Let us fast-forward to 2011. There are bossy, influential, and insipid, Hilly Holbrooks out there everywhere. Lord knows, people like this make some jobs a real challenge. There’s a Hilly Holbrook character in just about every workplace.
The question is: What motivates such meanness and disdain for persons opposite one another? Mean people must be just plain miserable human beings deep down inside. How do they sleep at night, much less look at themselves in the mirror every day? They’re probably in a sad state of denial, like the character, Elizabeth Leefolt. She never even realized she was one of the ladies in the book until Hilly gave her a clue.
How does someone else come into your own house and mess with (or fire) your help? How does one allow another person to become so influential as to run your business instead of you?
I suppose, the denial comes from not taking inventory on a regular basis. Being so busy trying to satisfy others, chasing that promotion, illustrious dream or just not having a clue about what’s going on around us.

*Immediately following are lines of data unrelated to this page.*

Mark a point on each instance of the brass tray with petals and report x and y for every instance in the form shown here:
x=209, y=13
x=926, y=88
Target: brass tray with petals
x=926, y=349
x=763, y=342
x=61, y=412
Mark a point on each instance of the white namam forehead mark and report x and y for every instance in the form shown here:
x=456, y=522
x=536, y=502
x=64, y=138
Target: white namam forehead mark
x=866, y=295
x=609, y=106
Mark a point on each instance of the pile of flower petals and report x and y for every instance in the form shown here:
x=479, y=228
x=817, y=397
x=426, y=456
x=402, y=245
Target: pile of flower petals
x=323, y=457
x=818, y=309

Taking inventory means remembering and putting into practice that campaign speech, those interview answers and all those motivational ideas about change we started with. I’m pretty sure, none of that involved being (or looking) too busy to speak to subordinates, falsely accusing those opposite your position of inappropriate actions (stealing,in the character, Minny’s case) or keeping those deserving, hard workers oppressed so you can feel better in your position.

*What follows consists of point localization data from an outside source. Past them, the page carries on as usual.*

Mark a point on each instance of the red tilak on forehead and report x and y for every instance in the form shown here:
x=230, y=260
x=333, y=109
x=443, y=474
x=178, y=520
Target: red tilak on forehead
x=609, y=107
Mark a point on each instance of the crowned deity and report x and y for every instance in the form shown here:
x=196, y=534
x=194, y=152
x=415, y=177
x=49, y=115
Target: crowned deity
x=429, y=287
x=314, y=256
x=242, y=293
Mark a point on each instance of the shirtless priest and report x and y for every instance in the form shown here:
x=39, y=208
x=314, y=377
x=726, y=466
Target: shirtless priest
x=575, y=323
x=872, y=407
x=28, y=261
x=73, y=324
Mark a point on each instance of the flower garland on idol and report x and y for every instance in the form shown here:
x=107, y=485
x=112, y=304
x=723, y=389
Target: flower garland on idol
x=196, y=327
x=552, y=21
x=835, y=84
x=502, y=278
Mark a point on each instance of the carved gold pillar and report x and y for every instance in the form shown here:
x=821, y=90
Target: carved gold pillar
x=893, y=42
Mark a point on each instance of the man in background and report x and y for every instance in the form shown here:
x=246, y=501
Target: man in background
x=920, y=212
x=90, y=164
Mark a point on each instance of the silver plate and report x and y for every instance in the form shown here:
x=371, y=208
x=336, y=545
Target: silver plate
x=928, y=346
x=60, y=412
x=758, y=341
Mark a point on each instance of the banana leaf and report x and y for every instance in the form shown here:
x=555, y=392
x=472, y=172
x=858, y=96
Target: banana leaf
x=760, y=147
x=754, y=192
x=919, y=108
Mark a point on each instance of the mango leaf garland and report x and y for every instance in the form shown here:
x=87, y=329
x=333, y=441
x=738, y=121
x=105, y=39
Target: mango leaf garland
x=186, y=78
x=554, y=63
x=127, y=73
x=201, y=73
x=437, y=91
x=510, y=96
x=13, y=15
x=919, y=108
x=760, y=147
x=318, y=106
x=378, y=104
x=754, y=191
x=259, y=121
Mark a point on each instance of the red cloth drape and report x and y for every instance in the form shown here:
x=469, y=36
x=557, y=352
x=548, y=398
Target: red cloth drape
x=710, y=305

In taking inventory, are you treating members, subordinates or those opposite you with respect, the way you want to be treated? Or, are you the number one subscriber to inappropriate gossip and innuendo? We all listen to gossip. We are only human. If I didn’t hear it or see it myself, it’s pretty hard to believe it. We are certainly not in high school, anymore. We are in the real world… at work! Quit giving in to such pettiness and being a follower!
In taking inventory, are we doing anything at all to help someone move upwards, to a better position or forward with a worthwhile project? Or are they just ignored, unappreciated, simply the help?